The Meeting on Monday the 23rd.

By an inadvertency of the editor, the object of this meeting was misstated in the last Vindicator. It is for the purpose of appointing delegates to the State Convention, which meets in Richmond on the 16th of February--and to the District Convention, which nominates delegates to the Charleston Convention.

We consider this an appropriate time to address a few words to the Democracy of the country in reference to the duty which they will have to perform in their primary meeting. You have, Democrat of August, to send delegates to a Convention which is to plank out the platform of principles upon which the Democracy of Virginia are to stand during the coming canvass, and which is to guide the Virginia delegation in the Charleston Convention. This, fellow-Democrats, is a grave duty at all times, and one, we blush to say, too seldom appreciated by the masses of the party; but at present it will become your duty, in connection with the Democracy of the Union, to decide issues which rise high above the questions which ordinarily engage the attention of parties and politicians.

There is one question which has enchained the attention of the nation for the last six or twelve months, to which we would particularly call the attention of the Democracy of Augusta, to wit: Shall or shall not the slaveholders of the South who go into the common territories of the Union be protected in their property as the Federal Constitution provides?

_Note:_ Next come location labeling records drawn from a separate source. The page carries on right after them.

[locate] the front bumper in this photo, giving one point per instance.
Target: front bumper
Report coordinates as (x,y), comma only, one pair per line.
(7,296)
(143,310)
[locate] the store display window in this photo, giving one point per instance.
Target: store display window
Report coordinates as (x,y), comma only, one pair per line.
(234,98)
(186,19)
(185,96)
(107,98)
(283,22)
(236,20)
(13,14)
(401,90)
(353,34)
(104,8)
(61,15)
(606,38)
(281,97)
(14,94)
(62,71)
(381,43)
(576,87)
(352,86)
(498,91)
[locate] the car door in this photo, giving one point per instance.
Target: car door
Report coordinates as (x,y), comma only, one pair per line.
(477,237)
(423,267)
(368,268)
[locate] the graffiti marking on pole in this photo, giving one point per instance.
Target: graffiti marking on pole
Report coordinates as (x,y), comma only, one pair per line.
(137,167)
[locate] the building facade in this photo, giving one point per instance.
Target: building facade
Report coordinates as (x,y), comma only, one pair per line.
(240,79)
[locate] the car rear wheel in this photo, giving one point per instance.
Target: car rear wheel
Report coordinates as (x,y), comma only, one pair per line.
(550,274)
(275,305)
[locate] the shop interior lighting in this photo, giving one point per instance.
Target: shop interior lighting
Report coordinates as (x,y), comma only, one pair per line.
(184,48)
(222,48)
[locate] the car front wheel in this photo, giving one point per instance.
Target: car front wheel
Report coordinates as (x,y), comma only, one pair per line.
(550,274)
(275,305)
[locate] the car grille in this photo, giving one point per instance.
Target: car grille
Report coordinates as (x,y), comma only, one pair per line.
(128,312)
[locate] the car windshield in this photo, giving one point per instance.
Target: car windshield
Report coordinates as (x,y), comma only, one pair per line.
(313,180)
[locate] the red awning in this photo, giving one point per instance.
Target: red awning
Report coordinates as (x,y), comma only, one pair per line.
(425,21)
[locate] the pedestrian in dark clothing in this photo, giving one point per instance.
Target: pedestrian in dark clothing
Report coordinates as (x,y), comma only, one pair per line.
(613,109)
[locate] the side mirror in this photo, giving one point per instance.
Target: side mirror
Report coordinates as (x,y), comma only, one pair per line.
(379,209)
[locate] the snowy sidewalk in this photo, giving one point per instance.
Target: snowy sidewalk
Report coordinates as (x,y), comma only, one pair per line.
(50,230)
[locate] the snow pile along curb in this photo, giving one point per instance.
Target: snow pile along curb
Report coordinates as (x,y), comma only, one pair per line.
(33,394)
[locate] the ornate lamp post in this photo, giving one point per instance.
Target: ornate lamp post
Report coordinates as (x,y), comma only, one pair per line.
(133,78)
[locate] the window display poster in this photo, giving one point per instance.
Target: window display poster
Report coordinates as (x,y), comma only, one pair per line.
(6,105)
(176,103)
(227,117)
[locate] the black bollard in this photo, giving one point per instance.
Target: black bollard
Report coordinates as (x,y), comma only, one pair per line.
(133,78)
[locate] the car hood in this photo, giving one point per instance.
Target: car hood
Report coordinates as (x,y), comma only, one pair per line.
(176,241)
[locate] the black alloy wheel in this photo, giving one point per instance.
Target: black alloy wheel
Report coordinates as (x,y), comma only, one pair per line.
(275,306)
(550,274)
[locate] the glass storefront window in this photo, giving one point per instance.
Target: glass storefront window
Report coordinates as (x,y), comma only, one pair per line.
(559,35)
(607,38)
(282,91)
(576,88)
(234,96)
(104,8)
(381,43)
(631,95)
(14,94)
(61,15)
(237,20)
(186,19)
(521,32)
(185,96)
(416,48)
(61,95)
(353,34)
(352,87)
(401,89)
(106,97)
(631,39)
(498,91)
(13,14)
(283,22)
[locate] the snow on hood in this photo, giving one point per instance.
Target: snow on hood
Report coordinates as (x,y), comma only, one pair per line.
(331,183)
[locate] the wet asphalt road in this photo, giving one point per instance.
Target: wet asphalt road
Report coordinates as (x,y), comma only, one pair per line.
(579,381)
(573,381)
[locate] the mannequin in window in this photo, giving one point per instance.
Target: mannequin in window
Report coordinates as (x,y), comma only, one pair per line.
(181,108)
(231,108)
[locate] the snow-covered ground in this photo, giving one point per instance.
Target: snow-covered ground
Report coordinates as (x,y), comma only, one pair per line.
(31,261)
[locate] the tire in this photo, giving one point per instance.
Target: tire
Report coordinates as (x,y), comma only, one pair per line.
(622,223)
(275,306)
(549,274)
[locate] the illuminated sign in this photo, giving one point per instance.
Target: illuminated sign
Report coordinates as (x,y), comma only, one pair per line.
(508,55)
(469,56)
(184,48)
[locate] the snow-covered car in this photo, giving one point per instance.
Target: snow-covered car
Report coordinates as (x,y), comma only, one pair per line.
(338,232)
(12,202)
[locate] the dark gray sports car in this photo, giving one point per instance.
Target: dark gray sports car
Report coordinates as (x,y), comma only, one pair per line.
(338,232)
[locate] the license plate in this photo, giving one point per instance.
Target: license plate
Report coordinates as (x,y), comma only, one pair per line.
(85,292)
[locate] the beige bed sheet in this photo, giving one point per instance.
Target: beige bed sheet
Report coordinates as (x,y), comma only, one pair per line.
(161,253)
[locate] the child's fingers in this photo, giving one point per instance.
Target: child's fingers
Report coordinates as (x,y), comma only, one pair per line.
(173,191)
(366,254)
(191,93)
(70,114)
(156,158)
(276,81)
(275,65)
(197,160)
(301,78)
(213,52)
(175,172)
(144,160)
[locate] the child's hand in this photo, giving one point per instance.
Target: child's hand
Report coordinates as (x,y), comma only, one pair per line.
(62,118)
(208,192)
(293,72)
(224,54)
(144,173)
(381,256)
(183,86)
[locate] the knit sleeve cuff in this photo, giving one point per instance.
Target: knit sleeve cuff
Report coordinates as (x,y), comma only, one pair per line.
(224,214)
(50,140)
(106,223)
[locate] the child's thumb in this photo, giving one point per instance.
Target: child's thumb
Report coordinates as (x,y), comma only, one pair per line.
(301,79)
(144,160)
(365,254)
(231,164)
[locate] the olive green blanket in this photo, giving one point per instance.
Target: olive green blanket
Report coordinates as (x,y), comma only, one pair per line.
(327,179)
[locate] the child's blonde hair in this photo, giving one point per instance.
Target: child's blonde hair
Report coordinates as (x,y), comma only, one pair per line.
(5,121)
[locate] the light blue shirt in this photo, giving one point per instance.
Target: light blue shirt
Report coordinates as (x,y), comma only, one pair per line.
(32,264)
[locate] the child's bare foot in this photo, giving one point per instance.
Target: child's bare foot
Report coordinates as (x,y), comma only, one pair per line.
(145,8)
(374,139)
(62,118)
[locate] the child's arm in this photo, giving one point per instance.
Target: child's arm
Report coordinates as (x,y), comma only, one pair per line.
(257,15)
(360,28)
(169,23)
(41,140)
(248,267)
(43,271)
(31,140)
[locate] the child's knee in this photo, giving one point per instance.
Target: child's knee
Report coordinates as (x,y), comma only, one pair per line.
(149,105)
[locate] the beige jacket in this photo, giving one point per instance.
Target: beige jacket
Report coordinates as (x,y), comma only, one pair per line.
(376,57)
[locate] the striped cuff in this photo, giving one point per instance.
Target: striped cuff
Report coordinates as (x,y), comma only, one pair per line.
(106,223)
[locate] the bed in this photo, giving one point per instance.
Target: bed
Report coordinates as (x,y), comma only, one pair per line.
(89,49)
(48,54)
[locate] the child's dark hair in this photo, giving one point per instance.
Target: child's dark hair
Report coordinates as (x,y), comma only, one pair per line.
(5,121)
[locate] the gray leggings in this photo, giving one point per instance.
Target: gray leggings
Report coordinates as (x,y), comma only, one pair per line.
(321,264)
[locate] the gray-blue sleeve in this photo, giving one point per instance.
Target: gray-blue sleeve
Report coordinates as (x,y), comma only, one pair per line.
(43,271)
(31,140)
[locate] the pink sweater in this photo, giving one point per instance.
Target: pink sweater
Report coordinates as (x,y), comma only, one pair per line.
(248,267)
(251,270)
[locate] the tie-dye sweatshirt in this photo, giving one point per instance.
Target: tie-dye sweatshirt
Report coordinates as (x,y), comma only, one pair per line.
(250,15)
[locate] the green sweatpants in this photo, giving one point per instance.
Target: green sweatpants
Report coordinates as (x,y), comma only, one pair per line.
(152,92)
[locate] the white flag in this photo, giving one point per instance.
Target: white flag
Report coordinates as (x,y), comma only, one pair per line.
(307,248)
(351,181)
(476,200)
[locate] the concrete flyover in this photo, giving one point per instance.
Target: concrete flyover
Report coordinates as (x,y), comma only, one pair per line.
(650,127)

Compromisers and the advocates of squatter sovereignty may argue, and mistify, and denounce this question as an abstraction, as much as they please; but, in our opinion, it is the practical , and the only practical form into which the slavery question has resolved itself. Seward may again and again promulgate his brutal "irrepressible conflict" theory; orators by hundreds of the Wendell Phillips school may continue to preach treason and infidelity to the besotted fanatics of New England; scores of John Browns may attempt the invasion of the South, only to swing appropriately from the gallows, but so long as we retain that jewel, protection for our slave property in the Territories, the institution of slavery will remain as firm and immovable as the everlasting hills. Take this sacred constitutional right from us and slavery in the Union is a condemned and doomed institution. Gov. Wise luminously says that the anti-protection theory "is a short cut to all the ends of Abolitionism," and it is our deliberate opinion, after close examination of the subject, that of all the expedients of abolition ingenuity, Squatter Sovereignty aims the truest and deadliest blow at the institution of slavery.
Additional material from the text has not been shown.